Ore: I think we’re becoming a lot more aware of the natural ebbs and flows of friendship, and the idea of them ending and not being catastrophic. We’re understanding that not all friendships last forever and they can be for a reason and a season in a healthy way. We used to see the end of a friendship as either the culmination of some huge argument or a failure to be something to someone else, match their expectations, when really these things happen all the time. So I believe we’re gaining a healthier approach than we used to!
The Three of Us is available online and in all good bookstores now. Follow Ore Agbaje-Williams on Instagram.
I've had friendships persist, and friendships end. I've even had friendships spend a long time dormant - in a sort of pupal stage - before emerging as something totally new.
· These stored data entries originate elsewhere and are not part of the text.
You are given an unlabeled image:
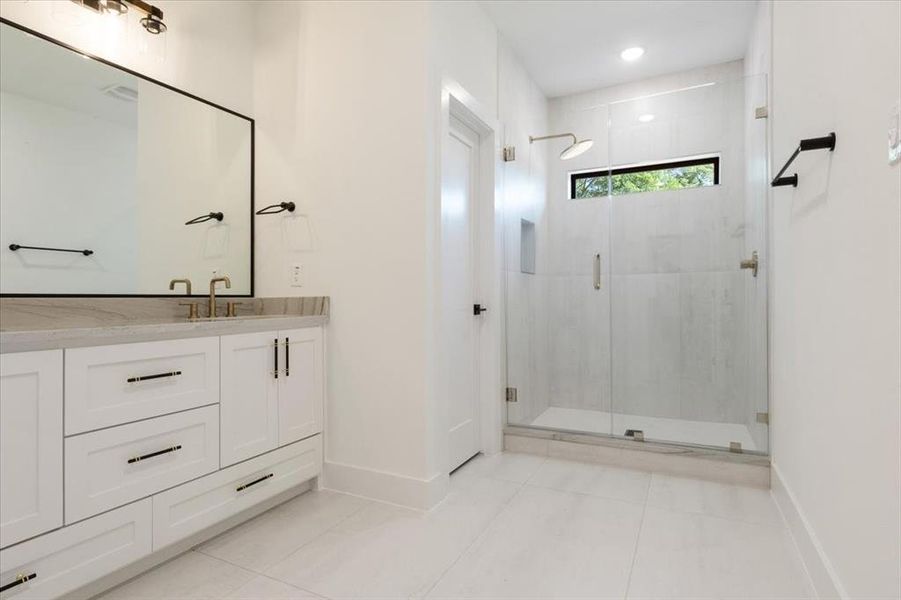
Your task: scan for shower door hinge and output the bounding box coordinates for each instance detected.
[729,441,743,453]
[756,412,769,425]
[503,146,516,162]
[755,106,768,119]
[505,387,518,403]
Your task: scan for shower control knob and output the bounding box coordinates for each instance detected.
[473,304,488,315]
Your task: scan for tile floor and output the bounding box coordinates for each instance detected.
[95,452,814,599]
[529,406,759,451]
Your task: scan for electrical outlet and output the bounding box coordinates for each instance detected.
[289,263,303,288]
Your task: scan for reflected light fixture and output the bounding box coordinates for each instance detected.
[529,133,594,161]
[620,46,645,61]
[70,0,166,34]
[638,113,655,123]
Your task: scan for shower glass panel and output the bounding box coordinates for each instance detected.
[608,74,768,453]
[504,102,613,436]
[504,72,768,455]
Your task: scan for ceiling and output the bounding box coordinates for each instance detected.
[480,0,758,98]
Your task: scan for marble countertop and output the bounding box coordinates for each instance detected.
[0,314,328,353]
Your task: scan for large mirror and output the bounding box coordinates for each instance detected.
[0,20,253,296]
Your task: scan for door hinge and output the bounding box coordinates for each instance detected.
[503,146,516,162]
[755,106,768,119]
[756,412,769,425]
[505,387,518,403]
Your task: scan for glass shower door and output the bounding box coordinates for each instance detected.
[607,74,769,453]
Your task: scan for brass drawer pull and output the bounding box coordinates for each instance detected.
[127,370,182,383]
[128,445,182,464]
[236,473,274,492]
[0,572,36,592]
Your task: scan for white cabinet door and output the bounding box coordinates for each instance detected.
[220,332,279,467]
[0,499,151,600]
[0,350,63,549]
[277,328,323,445]
[65,337,219,435]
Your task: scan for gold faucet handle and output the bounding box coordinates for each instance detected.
[226,301,246,318]
[178,302,200,320]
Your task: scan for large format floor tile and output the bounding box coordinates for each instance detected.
[97,551,257,600]
[527,456,651,504]
[90,452,814,600]
[646,473,783,525]
[197,489,370,571]
[266,474,520,599]
[426,485,645,598]
[627,506,814,599]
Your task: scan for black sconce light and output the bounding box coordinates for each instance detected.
[71,0,166,34]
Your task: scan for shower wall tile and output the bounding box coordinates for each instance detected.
[547,275,611,412]
[505,271,550,425]
[548,195,609,276]
[678,271,746,423]
[679,185,744,273]
[610,190,681,275]
[611,274,682,419]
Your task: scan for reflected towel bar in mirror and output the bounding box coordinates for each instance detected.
[184,212,224,225]
[9,244,93,256]
[255,201,296,215]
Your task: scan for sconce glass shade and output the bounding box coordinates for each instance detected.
[141,14,167,34]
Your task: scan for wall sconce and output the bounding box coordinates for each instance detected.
[70,0,166,34]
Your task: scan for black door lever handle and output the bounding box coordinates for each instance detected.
[473,304,488,315]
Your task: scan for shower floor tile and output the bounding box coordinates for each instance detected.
[529,406,758,451]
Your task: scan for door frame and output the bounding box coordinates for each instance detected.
[433,79,503,476]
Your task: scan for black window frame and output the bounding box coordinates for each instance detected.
[569,155,720,199]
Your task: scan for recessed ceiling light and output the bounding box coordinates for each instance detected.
[620,47,645,62]
[638,113,655,123]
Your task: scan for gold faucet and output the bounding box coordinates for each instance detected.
[208,276,231,317]
[169,278,192,295]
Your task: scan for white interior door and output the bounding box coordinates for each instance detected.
[443,115,481,472]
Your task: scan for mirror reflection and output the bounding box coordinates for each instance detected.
[0,22,252,296]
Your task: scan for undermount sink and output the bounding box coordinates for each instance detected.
[189,314,288,322]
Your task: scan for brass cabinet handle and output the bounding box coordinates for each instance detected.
[273,339,279,379]
[128,445,182,464]
[0,573,36,593]
[127,370,182,384]
[285,337,290,377]
[236,473,273,492]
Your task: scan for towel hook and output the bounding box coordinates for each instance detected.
[255,201,296,215]
[185,212,224,225]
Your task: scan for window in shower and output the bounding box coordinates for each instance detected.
[570,155,719,199]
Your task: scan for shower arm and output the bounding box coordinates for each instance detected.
[529,133,578,145]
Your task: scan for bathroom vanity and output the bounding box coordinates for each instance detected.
[0,314,325,599]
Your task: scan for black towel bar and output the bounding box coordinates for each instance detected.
[256,201,296,215]
[9,244,93,256]
[185,212,224,225]
[772,132,836,187]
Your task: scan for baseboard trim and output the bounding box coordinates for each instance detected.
[322,460,447,510]
[770,462,846,599]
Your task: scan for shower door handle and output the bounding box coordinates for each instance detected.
[593,254,602,290]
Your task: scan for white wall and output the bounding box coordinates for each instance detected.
[769,2,901,598]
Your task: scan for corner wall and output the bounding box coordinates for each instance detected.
[770,1,901,597]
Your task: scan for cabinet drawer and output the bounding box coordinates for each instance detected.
[0,499,151,600]
[153,435,321,550]
[65,406,219,523]
[65,337,219,434]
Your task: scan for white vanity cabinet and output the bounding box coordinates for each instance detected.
[0,320,324,599]
[0,350,63,549]
[220,327,323,467]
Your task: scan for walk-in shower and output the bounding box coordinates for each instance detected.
[504,67,769,454]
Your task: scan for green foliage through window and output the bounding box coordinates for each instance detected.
[571,157,719,199]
David Whyte wrote something beautiful about friendship some years ago, and I think you might enjoy it:
“The ultimate touchstone of friendship is not improvement - neither of the other nor of the self. The ultimate touchstone is witness. The privilege of having been seen by someone and the equal privilege of being granted the sight of the essence of another. To have walked with them and to have believed in them, and sometimes just to have accompanied them for however brief a span, on a journey impossible to accomplish alone.”